I’m not a great defender of most teachers because I’m not a great defender of the public school system. But I have to admit that, if this description is at all accurate, then Common Core seems like it would completely discourage all teachers and make their job performance even worse.
Some of the biggest critics of new lesson plans aligned with the national Common Core standards are the people charged with teaching them.
A growing number of teachers say the national standards, adopted by some 45 states, have combined with pressure to “teach to the test” to take all individuality out of their craft. Some teachers told FoxNews.com the new education approach is turning their lessons into little more than data-dispensing sessions, and they fear their jobs are being marginalized.

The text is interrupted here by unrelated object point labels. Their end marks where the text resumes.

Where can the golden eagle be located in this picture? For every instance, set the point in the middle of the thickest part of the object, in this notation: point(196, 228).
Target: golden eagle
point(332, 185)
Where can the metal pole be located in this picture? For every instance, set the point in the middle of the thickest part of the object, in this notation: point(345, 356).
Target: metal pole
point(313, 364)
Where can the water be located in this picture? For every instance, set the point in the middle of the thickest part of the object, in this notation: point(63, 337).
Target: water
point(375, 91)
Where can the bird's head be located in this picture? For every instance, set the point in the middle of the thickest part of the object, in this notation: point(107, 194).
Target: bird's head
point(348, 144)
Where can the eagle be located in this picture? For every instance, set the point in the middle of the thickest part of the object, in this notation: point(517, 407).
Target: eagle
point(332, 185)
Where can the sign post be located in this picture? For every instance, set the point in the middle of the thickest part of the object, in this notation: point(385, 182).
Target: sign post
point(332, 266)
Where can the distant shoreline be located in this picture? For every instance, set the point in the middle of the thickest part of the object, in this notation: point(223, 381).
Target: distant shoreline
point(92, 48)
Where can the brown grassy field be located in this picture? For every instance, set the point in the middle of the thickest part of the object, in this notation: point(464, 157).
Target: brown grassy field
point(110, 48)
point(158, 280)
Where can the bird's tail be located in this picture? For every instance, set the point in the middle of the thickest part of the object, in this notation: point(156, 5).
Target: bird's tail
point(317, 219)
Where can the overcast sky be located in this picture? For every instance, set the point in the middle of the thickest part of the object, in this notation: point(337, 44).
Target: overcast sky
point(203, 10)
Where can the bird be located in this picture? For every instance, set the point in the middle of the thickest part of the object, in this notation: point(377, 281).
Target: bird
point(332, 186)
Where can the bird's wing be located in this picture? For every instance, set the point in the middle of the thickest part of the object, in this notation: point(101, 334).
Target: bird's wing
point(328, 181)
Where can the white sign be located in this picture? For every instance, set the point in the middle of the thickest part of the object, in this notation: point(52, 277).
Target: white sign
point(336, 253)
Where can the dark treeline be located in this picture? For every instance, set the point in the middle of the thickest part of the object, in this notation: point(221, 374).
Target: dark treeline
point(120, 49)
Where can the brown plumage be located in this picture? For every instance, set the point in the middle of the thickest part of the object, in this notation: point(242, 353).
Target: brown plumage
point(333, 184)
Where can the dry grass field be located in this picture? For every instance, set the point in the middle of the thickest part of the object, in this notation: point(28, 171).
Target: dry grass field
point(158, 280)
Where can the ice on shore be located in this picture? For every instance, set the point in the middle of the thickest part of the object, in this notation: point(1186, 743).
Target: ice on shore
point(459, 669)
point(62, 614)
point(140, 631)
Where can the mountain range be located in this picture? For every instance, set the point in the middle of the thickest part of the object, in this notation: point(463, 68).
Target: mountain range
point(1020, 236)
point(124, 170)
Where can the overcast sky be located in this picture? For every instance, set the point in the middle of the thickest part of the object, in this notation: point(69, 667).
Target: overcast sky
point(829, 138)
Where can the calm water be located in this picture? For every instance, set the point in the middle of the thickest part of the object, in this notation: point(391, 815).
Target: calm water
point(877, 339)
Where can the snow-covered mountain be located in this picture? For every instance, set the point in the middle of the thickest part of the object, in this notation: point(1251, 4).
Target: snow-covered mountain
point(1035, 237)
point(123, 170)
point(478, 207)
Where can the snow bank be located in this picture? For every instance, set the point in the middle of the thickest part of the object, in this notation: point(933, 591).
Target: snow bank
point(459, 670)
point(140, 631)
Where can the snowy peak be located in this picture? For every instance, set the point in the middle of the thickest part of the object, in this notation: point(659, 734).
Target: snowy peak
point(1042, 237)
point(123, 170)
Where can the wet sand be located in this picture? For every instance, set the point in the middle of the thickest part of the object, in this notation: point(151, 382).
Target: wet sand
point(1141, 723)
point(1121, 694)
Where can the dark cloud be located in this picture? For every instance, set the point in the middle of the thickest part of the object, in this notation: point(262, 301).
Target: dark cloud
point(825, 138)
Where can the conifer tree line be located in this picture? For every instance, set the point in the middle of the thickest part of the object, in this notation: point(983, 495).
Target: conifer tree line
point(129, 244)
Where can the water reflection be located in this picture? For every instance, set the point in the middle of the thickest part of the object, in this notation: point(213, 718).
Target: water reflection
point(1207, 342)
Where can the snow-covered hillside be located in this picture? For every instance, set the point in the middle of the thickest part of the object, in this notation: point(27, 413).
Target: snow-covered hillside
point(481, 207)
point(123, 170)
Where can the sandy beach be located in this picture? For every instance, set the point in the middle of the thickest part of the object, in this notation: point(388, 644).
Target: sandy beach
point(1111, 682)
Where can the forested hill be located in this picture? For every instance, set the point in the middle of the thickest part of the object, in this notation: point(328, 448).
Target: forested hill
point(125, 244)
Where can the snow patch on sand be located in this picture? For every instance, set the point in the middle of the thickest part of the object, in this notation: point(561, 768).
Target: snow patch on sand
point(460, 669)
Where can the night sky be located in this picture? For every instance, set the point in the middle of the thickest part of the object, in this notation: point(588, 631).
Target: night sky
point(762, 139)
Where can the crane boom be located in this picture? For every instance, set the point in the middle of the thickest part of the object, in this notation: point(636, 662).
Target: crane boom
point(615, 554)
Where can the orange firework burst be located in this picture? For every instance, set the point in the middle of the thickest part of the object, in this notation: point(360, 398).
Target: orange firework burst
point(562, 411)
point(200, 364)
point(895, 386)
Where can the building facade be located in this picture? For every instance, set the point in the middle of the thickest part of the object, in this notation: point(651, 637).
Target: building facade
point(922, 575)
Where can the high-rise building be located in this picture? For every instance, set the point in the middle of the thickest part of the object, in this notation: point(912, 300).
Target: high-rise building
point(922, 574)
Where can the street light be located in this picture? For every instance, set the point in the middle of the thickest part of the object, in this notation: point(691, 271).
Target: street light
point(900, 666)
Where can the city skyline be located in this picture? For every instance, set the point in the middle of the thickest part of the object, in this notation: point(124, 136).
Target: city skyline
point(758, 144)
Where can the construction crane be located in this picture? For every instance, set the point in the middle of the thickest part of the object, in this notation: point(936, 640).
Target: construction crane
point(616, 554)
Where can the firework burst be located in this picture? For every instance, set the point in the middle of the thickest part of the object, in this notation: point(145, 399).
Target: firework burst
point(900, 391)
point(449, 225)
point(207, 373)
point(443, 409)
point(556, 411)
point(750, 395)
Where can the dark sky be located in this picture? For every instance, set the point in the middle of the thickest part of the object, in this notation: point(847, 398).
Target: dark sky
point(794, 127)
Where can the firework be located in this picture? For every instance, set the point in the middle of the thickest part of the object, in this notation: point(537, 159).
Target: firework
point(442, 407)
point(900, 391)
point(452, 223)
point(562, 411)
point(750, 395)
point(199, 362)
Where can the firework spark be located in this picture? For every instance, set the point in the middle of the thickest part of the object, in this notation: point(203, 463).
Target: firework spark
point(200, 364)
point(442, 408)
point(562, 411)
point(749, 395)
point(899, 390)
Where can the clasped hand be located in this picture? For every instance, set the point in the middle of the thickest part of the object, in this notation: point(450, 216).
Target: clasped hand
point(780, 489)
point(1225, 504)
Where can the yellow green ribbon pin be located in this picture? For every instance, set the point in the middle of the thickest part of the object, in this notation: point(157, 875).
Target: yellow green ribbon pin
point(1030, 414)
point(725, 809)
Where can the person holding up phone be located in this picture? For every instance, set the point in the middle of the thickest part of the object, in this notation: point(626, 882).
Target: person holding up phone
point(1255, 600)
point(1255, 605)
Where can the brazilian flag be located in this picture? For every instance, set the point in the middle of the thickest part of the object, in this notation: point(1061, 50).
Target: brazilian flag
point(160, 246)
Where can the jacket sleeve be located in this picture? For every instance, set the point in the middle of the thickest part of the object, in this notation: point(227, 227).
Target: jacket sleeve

“Now teachers aren’t as unique,” said Michael Warren, a public school history teacher in New Jersey. “It means anyone can do it. It’s like taking something done by humans and having it done by a machine.”
Backers of the Common Core Standards Initiative, which was created at the behest of the nation’s governors and has since been enthusiastically backed by the Obama administration, say it is critical to ensuring all of the nation’s middle and high school students meet a baseline in math and English. But while Common Core is not itself a curriculum, but a set of standardized tests, private curriculum producers are marketing their materials as “Common Core-aligned.” Critics of Common Core say establishment of a national standard is simply a backdoor way of nationalizing curriculum.
It sounds almost as if teachers are supposed to pretend to be programmed robots. If teaching is this easy, why have teachers at all? Why not simply use pre-recorded videos?
Interestingly, Common Core uses intellectual property law to bind teachers to the text so they are not permitted to tailor it to individual classroom use. We are told by one witness that, “the standards have been copyrighted and cannot be changed, and this is resulting in a loss of local and state control.”
I suppose if Common Core was a proven method for making smarter kids that it might be worth degrading the role of the teacher. But, in fact, there has been no study to prove the effectiveness of the method! This whole thing boils down to a big experiment on the children of the majority of states in the union.
I would be skeptical of a system that commanded teachers to parrot lessons “word for word,” even if they claimed to have proof it worked. But, with these lessons lacking any studies to back them up, it is hard to understand why people are pushing Common Core.